CARACAS (Reuters) - Venezuela's public prosecutor on Wednesday said it is investigating an alleged massacre of indigenous people in the Amazon rainforest, after a tribal group told the government that a village of 80 natives was attacked in July from a helicopter.
In a statement, the government said it had received word of the alleged attack by a group representing the Yanomami tribe, an indigenous people native to southern Venezuela.
The area, along the country's long, remote border with Brazil, has a history of violent clashes between natives, gold prospectors, and other would-be developers in the region.
A spokeswoman at the public prosecutor's office said the government could not yet confirm the attack nor how many people may have been killed.
Fellow Yanomami and an international native rights group, however, said only three people, from the village of 80, are known to be alive.

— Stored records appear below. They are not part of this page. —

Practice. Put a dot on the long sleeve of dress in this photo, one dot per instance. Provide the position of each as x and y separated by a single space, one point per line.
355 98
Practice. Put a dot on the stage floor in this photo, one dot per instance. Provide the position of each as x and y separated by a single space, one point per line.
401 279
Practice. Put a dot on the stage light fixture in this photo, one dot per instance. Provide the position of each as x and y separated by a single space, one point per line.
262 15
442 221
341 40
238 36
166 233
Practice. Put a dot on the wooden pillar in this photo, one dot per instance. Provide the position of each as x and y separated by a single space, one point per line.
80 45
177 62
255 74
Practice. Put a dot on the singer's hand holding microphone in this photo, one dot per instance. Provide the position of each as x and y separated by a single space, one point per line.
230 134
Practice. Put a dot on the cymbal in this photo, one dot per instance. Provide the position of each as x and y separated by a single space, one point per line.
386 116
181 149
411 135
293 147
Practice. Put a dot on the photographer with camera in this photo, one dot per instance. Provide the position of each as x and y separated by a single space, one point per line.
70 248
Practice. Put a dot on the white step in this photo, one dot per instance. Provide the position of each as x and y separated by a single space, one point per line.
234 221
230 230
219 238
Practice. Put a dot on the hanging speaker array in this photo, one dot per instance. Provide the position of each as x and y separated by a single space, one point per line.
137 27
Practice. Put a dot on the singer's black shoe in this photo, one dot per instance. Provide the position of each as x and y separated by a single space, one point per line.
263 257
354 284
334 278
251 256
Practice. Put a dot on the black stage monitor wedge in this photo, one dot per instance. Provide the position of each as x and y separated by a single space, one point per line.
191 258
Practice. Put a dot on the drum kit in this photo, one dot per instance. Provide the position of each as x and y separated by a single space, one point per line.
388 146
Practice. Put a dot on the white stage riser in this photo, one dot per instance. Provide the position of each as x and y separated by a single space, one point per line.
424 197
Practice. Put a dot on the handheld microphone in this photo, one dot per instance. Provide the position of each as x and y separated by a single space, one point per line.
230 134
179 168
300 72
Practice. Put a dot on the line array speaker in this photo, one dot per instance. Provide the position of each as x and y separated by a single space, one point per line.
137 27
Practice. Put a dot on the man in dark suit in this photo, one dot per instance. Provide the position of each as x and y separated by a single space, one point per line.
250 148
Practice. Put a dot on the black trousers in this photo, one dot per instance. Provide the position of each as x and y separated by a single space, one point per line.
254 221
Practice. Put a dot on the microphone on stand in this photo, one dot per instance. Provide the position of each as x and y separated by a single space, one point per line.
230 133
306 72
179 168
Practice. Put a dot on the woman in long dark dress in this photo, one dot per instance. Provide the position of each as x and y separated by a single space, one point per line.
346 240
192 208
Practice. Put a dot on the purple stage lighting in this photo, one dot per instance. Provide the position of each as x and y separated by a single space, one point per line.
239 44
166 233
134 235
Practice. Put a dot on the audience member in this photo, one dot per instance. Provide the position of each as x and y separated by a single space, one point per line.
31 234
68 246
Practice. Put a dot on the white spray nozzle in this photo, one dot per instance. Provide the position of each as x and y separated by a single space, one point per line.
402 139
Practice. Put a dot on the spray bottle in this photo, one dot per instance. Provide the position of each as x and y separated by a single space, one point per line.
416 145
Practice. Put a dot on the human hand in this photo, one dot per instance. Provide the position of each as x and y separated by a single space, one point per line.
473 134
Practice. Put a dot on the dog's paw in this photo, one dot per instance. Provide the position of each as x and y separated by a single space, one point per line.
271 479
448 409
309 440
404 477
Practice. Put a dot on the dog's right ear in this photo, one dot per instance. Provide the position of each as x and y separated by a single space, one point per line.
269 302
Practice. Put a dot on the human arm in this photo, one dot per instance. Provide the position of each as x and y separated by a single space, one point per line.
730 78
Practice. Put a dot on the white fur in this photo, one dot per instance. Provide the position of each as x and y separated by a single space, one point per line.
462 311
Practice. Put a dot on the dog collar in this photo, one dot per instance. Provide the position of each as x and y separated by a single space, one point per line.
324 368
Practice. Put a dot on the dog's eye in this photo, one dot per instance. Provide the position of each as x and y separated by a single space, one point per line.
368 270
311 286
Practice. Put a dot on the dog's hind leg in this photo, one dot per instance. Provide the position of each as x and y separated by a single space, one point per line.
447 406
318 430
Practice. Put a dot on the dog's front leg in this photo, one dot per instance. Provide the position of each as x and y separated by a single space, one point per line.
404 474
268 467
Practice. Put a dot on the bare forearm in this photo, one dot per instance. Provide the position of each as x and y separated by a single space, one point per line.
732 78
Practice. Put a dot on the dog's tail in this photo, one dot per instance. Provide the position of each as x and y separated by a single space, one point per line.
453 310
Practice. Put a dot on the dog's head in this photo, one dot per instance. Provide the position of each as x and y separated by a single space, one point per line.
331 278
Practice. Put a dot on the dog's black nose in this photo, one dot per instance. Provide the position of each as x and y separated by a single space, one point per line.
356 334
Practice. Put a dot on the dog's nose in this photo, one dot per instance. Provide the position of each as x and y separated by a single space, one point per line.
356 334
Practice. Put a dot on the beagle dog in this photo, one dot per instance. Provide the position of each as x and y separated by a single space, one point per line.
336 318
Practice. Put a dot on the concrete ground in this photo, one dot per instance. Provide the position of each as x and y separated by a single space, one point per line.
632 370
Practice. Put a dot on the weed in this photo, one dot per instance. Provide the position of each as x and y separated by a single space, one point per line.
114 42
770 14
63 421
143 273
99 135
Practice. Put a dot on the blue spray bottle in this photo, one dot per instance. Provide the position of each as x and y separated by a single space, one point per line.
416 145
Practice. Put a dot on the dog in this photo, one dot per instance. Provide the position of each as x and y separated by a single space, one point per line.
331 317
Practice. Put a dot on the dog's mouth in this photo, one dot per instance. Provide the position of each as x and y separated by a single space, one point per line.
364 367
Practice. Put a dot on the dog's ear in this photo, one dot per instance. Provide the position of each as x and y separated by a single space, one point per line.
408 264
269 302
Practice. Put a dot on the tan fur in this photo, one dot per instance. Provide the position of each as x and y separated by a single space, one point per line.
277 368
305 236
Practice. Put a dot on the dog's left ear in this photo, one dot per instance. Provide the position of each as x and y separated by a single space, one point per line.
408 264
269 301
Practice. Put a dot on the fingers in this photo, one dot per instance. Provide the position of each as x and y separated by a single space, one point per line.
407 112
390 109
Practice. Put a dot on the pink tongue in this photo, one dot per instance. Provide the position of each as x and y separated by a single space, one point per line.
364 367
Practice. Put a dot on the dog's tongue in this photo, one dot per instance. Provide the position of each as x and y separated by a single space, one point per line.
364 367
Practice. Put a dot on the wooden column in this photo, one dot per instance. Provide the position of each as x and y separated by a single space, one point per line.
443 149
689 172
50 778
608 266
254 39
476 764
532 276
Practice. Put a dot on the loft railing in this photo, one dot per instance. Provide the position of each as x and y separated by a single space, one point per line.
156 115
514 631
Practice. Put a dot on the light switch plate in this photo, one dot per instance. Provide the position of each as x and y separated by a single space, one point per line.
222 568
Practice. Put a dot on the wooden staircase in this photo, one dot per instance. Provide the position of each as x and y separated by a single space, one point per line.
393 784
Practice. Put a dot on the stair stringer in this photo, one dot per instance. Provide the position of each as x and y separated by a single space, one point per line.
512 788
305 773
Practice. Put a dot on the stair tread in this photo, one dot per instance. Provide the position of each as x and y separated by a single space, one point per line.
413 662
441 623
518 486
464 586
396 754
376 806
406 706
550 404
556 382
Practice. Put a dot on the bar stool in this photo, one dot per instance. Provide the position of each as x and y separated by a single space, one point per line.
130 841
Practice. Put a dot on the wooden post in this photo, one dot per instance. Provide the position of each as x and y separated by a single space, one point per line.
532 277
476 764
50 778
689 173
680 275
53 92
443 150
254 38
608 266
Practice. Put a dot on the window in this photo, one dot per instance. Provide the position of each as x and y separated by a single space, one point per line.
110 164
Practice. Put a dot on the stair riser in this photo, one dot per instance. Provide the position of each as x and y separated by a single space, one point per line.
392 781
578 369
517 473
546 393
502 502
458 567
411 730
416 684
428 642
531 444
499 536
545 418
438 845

Luis Shatiwe, a leader of the Yanomami group, told a Venezuelan newspaper that the survivors were hunters who had been out of the village at the time of the alleged attack. The hunters, he added, heard a helicopter and gunfire and said a communal hut in the village was destroyed by fire.
Survival International, a London-based organization that seeks to protect native peoples, said in a statement that another Yanomami told the group that tribespeople had found bones and charred bodies in the village.
The group and the government both said that word of the alleged massacre is just emerging because of the remote location of the village, a five-hour helicopter flight, or a five-day walk, from Puerto Ayacucho, the capital city of the southern state of Amazonas.
Like other Amazon tribes, the Yanomami in recent decades have struggled with efforts by outsiders to tap jungle resources or otherwise develop the rainforest. Often, the conflicting interests result in violence, though much of it goes unreported because of the scale and remoteness of most of the Amazon.
In 1993, 16 Yanomami villagers were killed in Brazil during an attack by miners. Brazil eventually convicted several of the assailants.